Blogger ate the first draft of this after I was done typing. Here is how it went as best I can remember.
I remember the first time I heard the music of Duluth, MN slowcore pioneers Low. It was December of 1999 and my father had just read the Best Music of 1999 list in the Chicago Tribune and decided to purchase as many of the albums on that list as he could find. One of those was Low’s Secret Name. After listening to the album his reaction was something like, “That music makes me want to kill myself.” Not surprising for powerful music that seems weighted down by burden and sorrow.
Low’s newest album Drums And Guns comes on the heels of their most rockin’ and unexpected effort to date (The Great Destroyer). And while I didn’t know what to expect from Drums And Guns, except for the (for Low) upbeat “Hatchet” as a bit of relief in the middle, the album awfully fucking minimal and much more stark than the band’s previous work.
Don’t listen to Drums And Guns while trying to fall asleep. It is like being trapped inside a nightmare. Alan and Mimi’s mournful harmonies drift atop sparse instrumentation that includes organ, piano, drums (both electronic and real), and the occasional guitar creating sorrowful almost hymn-like dirges.

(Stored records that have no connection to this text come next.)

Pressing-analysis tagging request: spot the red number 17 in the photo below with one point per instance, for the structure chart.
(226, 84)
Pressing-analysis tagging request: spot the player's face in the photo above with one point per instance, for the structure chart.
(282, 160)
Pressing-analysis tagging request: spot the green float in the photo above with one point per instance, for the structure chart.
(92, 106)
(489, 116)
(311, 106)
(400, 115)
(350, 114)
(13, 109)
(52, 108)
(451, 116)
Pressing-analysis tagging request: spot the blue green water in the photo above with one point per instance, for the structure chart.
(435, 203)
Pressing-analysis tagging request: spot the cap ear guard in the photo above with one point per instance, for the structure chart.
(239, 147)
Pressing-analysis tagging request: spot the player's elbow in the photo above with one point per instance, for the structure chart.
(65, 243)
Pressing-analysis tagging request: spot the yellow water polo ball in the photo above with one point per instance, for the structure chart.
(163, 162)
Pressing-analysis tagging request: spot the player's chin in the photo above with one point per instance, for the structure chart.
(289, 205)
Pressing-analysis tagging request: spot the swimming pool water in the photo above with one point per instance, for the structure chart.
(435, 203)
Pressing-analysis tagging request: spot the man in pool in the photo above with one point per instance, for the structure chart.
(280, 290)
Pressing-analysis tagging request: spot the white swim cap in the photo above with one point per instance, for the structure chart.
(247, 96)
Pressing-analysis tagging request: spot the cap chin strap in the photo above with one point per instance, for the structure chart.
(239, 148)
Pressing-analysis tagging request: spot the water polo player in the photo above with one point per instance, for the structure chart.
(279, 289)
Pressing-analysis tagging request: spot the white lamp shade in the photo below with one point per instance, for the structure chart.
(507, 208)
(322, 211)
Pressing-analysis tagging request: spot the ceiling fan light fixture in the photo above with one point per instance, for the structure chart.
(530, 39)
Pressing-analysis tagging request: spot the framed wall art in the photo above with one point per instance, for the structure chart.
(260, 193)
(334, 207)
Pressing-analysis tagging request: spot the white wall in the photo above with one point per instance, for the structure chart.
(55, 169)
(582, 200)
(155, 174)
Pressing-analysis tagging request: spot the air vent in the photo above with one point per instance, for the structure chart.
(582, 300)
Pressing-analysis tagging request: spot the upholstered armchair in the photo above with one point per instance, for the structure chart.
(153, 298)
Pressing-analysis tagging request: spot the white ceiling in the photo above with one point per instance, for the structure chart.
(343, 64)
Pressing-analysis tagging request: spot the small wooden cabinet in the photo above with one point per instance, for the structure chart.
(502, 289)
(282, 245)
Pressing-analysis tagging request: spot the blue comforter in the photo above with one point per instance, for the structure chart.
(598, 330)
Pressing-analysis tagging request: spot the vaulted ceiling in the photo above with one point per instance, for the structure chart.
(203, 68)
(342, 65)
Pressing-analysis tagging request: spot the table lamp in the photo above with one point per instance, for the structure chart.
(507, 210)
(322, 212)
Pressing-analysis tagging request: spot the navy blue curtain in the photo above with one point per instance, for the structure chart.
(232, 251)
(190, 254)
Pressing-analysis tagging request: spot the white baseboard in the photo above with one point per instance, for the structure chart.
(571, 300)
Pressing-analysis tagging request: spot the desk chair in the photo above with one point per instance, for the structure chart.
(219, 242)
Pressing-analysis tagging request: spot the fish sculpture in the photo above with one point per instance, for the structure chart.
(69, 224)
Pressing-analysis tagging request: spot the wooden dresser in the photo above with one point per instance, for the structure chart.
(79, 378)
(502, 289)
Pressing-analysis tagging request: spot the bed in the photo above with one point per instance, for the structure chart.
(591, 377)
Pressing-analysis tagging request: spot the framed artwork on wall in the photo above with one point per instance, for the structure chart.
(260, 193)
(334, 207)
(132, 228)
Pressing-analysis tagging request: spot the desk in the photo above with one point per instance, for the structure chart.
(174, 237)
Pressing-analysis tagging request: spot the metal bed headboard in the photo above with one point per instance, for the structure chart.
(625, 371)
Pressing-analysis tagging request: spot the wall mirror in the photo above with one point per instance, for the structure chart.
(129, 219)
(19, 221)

Drums And Guns is deliberately and unsettlingly slow. It is almost painfully drawn out. Some of the adjectives I wrote down while listening to the album include barren, cold, sad, isolated, etc… It would be like listening to Nanang Tatang after years of drug abuse and a failed marriage. Drums And Guns is out now on Sub Pop
MP3 | Low - Breaker Drums And Guns
MP3 | Low - Always Fade Drums And Guns











1 Comments ↓
This is probably the result of my pirating of the CD, but: did you find that the vocals were all mixed to the left stereo on the new Low album?